Lean Helps Organizations Break Bad Habits

Posted by on Aug 29, 2021 in Lean, Learning Organization | 0 comments

I recently read an article about a company that made a considerable improvement in productivity by simply staggering their lunch breaks. Before the change, everyone went to lunch at the same time. The plant made an item that had a printed dial of some kind. The printing process required two machines. When lunchtime came, the ink had to be removed and cleaned, or it would dry out. When the employees returned from lunch, both pieces of equipment had to be re-inked, which took twenty minutes. While this took place, others on the line waited with nothing to do. The solution was simple, stagger the lunch breaks so that the machines never stopped.

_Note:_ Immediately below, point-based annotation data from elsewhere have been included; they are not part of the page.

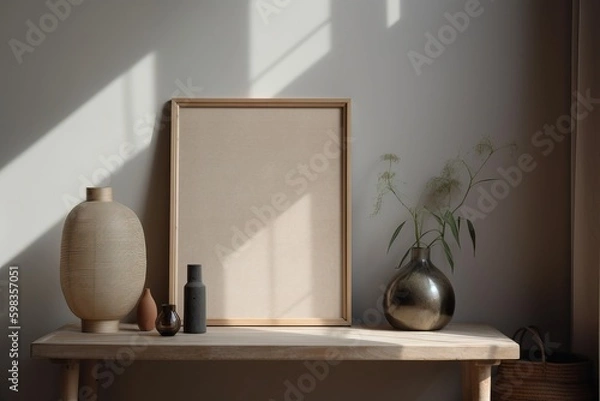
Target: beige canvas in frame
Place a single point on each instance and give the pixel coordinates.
(260, 197)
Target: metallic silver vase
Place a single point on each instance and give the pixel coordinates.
(420, 296)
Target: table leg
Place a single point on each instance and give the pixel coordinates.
(88, 383)
(69, 380)
(477, 380)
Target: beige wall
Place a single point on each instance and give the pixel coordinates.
(85, 98)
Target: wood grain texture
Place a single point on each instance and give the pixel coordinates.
(464, 342)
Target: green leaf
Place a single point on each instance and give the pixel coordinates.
(437, 218)
(449, 217)
(472, 234)
(396, 234)
(404, 258)
(448, 253)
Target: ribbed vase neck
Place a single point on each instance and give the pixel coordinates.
(194, 273)
(98, 194)
(419, 253)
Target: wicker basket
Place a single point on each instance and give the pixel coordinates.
(557, 377)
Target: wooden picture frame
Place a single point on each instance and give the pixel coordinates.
(260, 196)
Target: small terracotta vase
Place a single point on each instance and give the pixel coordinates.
(146, 312)
(168, 321)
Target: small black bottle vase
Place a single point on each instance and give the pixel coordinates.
(194, 302)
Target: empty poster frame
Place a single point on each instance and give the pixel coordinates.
(260, 196)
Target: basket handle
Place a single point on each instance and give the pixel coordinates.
(535, 335)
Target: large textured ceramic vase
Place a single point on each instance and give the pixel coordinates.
(102, 261)
(420, 296)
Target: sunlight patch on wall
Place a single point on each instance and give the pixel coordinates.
(294, 64)
(286, 39)
(44, 182)
(393, 12)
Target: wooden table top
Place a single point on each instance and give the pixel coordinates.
(454, 342)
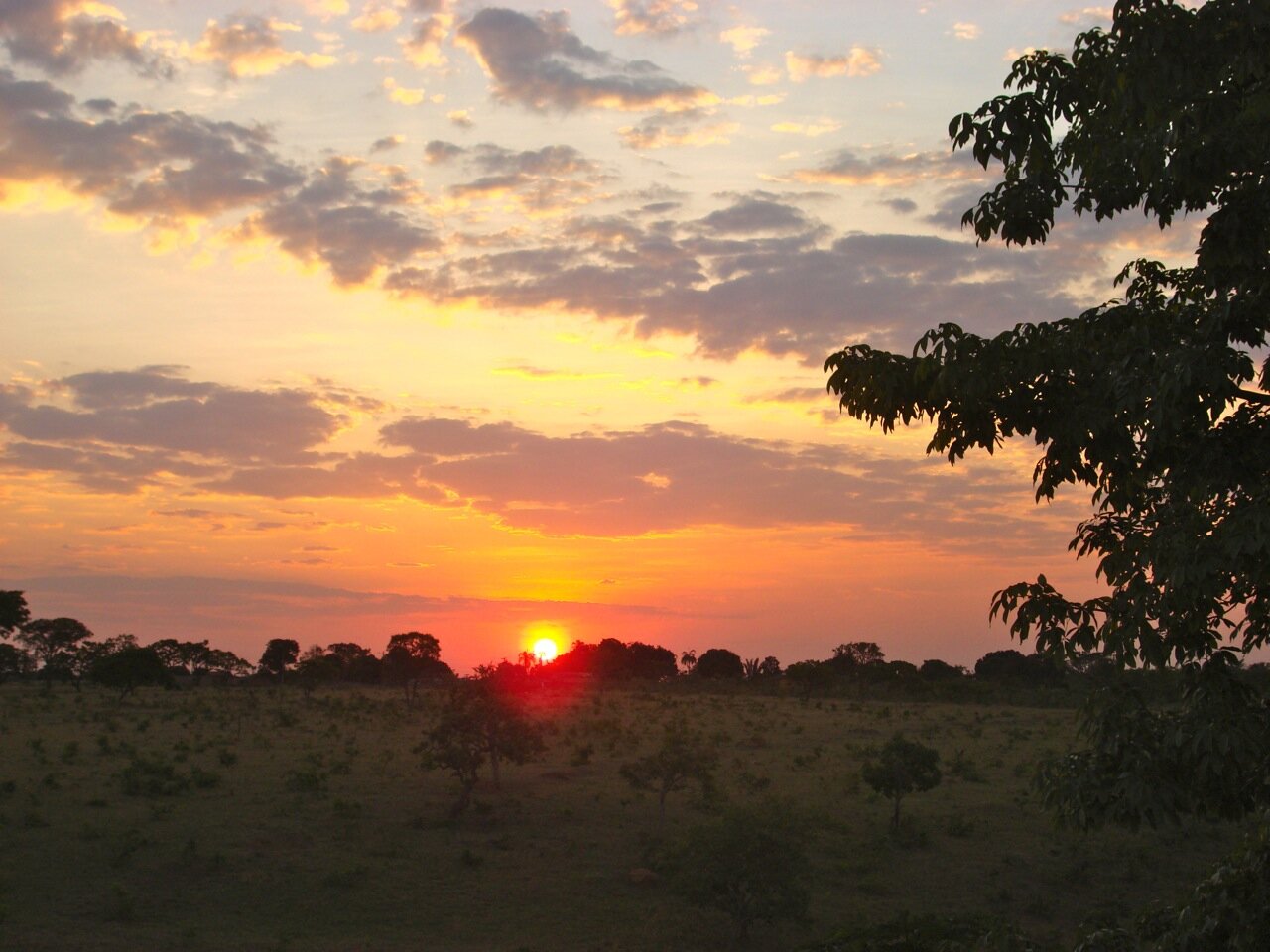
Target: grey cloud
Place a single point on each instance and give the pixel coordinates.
(154, 166)
(385, 144)
(350, 229)
(127, 428)
(60, 39)
(540, 62)
(847, 168)
(439, 151)
(752, 214)
(661, 18)
(901, 206)
(549, 160)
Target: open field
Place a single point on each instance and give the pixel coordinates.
(250, 817)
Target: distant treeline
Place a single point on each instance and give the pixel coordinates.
(64, 651)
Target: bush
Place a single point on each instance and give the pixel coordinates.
(746, 865)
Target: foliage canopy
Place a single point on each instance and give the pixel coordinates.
(1152, 400)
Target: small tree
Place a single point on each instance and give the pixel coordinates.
(13, 612)
(684, 758)
(55, 644)
(902, 767)
(476, 724)
(280, 654)
(719, 662)
(746, 865)
(14, 661)
(128, 669)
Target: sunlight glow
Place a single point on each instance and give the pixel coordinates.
(545, 651)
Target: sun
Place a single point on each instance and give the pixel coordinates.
(545, 649)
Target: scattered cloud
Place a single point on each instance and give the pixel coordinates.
(817, 127)
(539, 62)
(422, 48)
(887, 169)
(63, 37)
(246, 45)
(686, 128)
(403, 95)
(339, 222)
(376, 17)
(857, 62)
(150, 166)
(654, 17)
(762, 75)
(743, 40)
(386, 144)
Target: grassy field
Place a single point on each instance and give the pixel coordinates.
(248, 817)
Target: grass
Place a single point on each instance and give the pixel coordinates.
(254, 819)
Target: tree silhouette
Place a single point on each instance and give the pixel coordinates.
(278, 656)
(55, 643)
(719, 662)
(684, 758)
(477, 724)
(902, 767)
(13, 612)
(1155, 402)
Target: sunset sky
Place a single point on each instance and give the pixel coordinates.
(329, 318)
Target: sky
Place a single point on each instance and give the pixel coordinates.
(330, 318)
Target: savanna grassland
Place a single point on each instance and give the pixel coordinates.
(255, 817)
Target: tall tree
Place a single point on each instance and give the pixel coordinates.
(1153, 400)
(278, 656)
(55, 644)
(13, 612)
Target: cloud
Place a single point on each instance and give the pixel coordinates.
(123, 429)
(817, 127)
(63, 37)
(743, 40)
(540, 180)
(858, 61)
(325, 9)
(888, 171)
(422, 49)
(654, 17)
(155, 167)
(540, 63)
(386, 144)
(439, 151)
(336, 221)
(756, 213)
(248, 45)
(695, 127)
(403, 95)
(376, 17)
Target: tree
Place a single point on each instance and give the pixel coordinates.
(719, 664)
(280, 654)
(1153, 402)
(13, 612)
(54, 643)
(747, 865)
(409, 660)
(856, 654)
(684, 758)
(477, 724)
(14, 661)
(902, 767)
(130, 667)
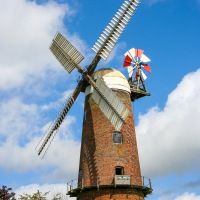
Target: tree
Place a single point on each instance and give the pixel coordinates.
(36, 196)
(6, 194)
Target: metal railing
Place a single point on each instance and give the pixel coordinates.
(73, 184)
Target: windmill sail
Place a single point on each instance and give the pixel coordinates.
(115, 28)
(48, 137)
(110, 104)
(68, 56)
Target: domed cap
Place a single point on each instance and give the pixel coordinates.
(114, 79)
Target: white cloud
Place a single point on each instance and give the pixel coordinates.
(188, 196)
(53, 189)
(26, 32)
(168, 139)
(151, 2)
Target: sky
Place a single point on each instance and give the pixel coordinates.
(33, 88)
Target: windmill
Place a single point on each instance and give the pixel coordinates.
(70, 58)
(135, 61)
(109, 164)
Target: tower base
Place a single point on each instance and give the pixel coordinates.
(107, 192)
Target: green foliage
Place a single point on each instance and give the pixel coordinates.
(6, 194)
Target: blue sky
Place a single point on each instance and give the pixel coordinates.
(33, 86)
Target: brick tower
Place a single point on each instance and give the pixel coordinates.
(109, 163)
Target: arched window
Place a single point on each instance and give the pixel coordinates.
(117, 137)
(119, 170)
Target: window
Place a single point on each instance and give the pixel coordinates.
(117, 137)
(119, 171)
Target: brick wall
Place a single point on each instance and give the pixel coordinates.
(99, 155)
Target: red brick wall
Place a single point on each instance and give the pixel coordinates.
(99, 155)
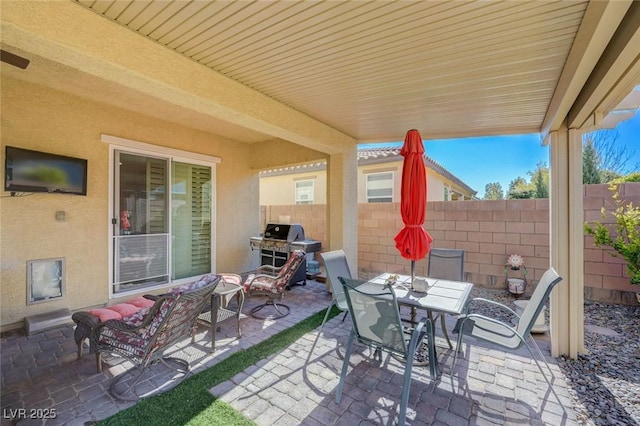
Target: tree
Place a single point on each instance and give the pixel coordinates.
(519, 188)
(590, 161)
(493, 191)
(622, 238)
(540, 180)
(612, 159)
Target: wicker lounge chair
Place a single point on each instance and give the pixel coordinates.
(143, 338)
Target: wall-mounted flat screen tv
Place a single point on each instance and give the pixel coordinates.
(35, 171)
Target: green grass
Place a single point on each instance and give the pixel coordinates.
(191, 402)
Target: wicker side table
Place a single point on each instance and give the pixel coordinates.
(220, 312)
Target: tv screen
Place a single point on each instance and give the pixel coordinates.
(35, 171)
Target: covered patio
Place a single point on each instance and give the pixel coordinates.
(488, 387)
(249, 86)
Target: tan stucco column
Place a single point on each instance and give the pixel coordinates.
(342, 204)
(566, 242)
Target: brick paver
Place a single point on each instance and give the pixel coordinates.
(488, 386)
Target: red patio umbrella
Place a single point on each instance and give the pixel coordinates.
(413, 241)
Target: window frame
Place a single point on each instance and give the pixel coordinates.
(311, 191)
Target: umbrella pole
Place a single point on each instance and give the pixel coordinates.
(413, 272)
(413, 276)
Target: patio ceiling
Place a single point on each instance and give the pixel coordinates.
(374, 69)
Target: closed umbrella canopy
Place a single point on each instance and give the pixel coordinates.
(413, 241)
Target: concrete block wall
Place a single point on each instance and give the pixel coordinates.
(488, 231)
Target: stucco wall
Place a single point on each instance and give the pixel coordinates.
(38, 118)
(488, 231)
(279, 190)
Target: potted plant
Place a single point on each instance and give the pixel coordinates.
(515, 286)
(622, 237)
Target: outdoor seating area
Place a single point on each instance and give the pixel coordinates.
(487, 386)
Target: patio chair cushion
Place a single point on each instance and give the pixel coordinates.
(141, 302)
(105, 314)
(124, 309)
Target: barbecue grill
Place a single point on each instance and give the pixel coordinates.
(278, 241)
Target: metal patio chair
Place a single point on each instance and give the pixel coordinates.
(493, 330)
(445, 264)
(377, 324)
(335, 263)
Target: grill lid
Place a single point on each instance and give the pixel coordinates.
(284, 232)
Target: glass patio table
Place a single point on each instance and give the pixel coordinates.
(441, 297)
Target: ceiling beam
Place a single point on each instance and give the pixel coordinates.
(598, 26)
(614, 77)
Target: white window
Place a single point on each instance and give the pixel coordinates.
(162, 220)
(304, 192)
(380, 187)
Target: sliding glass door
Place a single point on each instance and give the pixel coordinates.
(161, 221)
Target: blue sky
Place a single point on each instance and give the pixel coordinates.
(481, 160)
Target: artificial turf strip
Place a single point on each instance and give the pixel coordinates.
(191, 402)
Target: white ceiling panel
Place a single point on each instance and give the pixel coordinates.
(374, 69)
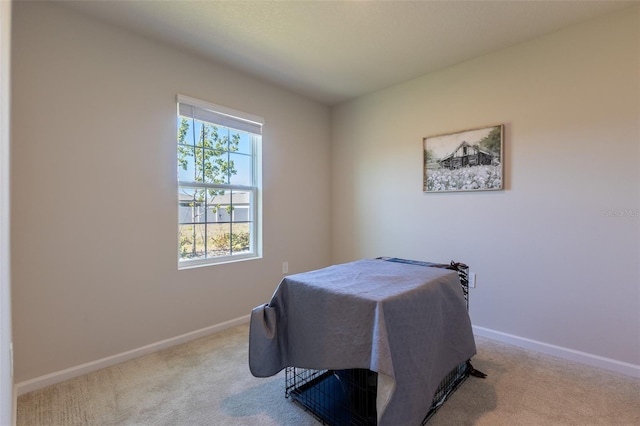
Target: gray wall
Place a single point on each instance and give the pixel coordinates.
(94, 214)
(553, 265)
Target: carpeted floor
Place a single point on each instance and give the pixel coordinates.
(207, 382)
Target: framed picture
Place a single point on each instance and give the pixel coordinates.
(470, 160)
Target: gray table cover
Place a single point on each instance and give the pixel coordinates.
(407, 322)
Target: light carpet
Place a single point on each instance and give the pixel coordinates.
(207, 382)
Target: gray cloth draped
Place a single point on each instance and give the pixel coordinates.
(406, 322)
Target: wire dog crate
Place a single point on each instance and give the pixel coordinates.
(348, 397)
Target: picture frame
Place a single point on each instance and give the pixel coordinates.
(468, 160)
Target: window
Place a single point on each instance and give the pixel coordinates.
(218, 183)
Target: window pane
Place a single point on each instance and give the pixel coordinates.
(191, 205)
(242, 168)
(185, 131)
(242, 206)
(186, 164)
(241, 238)
(218, 239)
(215, 216)
(244, 143)
(191, 241)
(216, 166)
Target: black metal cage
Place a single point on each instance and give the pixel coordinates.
(348, 397)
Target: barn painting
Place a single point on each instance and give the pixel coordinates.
(470, 160)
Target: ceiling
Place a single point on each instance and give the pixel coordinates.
(333, 51)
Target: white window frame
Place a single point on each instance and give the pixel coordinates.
(222, 116)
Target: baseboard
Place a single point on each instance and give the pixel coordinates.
(625, 368)
(70, 373)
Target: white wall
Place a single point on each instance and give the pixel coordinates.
(94, 250)
(6, 378)
(552, 266)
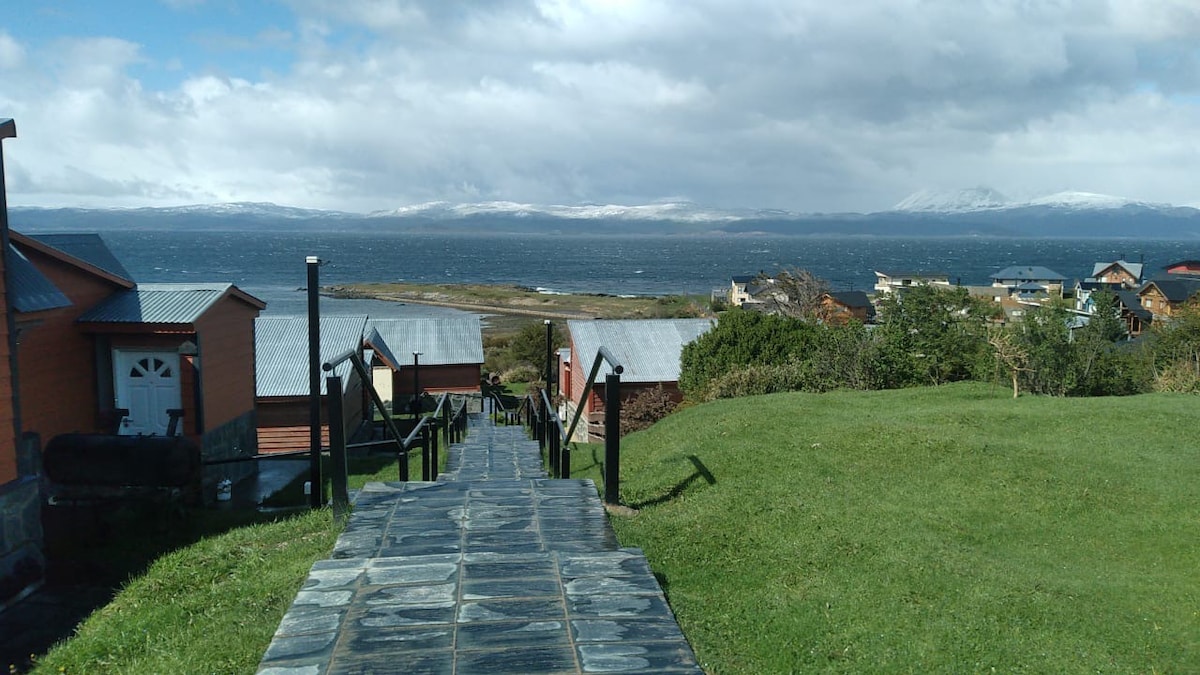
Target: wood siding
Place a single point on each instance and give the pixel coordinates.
(57, 362)
(226, 340)
(7, 417)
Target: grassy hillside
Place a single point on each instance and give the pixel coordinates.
(925, 530)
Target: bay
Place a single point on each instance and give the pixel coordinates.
(271, 264)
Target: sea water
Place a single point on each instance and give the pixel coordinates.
(271, 264)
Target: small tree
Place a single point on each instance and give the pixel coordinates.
(793, 292)
(1011, 354)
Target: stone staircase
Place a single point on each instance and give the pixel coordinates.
(493, 568)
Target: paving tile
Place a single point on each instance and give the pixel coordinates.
(517, 661)
(492, 568)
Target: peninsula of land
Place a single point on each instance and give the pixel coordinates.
(525, 302)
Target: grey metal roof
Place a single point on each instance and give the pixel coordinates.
(1027, 273)
(87, 248)
(852, 298)
(157, 303)
(648, 348)
(30, 291)
(1176, 288)
(911, 274)
(1132, 268)
(281, 351)
(441, 340)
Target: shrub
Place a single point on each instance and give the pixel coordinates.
(645, 408)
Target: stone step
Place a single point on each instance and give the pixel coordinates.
(492, 568)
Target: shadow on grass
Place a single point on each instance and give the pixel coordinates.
(701, 473)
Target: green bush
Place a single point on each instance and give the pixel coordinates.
(645, 408)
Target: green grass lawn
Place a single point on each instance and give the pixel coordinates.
(925, 530)
(949, 530)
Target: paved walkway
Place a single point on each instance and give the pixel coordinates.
(493, 568)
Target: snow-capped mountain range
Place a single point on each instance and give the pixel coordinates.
(985, 198)
(973, 211)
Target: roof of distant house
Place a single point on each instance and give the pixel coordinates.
(1175, 288)
(83, 251)
(1134, 269)
(29, 290)
(281, 352)
(89, 248)
(1132, 303)
(911, 274)
(1029, 273)
(853, 299)
(165, 303)
(648, 350)
(438, 340)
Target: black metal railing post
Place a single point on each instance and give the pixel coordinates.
(337, 449)
(550, 346)
(612, 438)
(317, 487)
(433, 448)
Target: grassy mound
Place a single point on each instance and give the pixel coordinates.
(925, 530)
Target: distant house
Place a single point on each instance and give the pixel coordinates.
(1135, 316)
(1122, 273)
(282, 388)
(648, 350)
(889, 281)
(1086, 288)
(450, 356)
(1023, 280)
(1185, 267)
(1163, 296)
(745, 290)
(101, 354)
(843, 306)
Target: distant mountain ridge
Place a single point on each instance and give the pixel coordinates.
(975, 211)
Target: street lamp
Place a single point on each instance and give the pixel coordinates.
(417, 384)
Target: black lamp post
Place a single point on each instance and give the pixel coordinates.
(9, 130)
(417, 384)
(316, 489)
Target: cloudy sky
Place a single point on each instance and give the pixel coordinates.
(798, 105)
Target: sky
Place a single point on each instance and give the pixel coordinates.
(809, 106)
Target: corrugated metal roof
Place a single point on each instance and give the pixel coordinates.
(157, 303)
(648, 348)
(87, 248)
(441, 341)
(1132, 268)
(1027, 273)
(30, 290)
(281, 351)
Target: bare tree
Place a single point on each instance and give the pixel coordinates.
(792, 292)
(1011, 353)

The article made me think of an experience I encountered where employees were required to grease their equipment before starting up on Sunday night. As I watched the operation, I noticed that a new machine would start up every ten to fifteen minutes after another. When I eventually saw the shift supervisor, he told me of the requirement to grease the equipment at startup and that the plant only had one grease gun. The grease gun was passed from one employee to another until everyone had fulfilled their requirement. The next day, the owner had someone purchase an additional twelve grease guns from the local hardware store.

These solutions seem apparent, and they are. But this kind of waste goes on all the time in many organizations. It occurs because people do something a certain way and develop a routine, and after a while, the practice becomes a habit that no one questions. Helping break these habits is one of the reasons for converting to lean because it forces you to think outside the box. You’ll start to see things in a new light that can pay big dividends.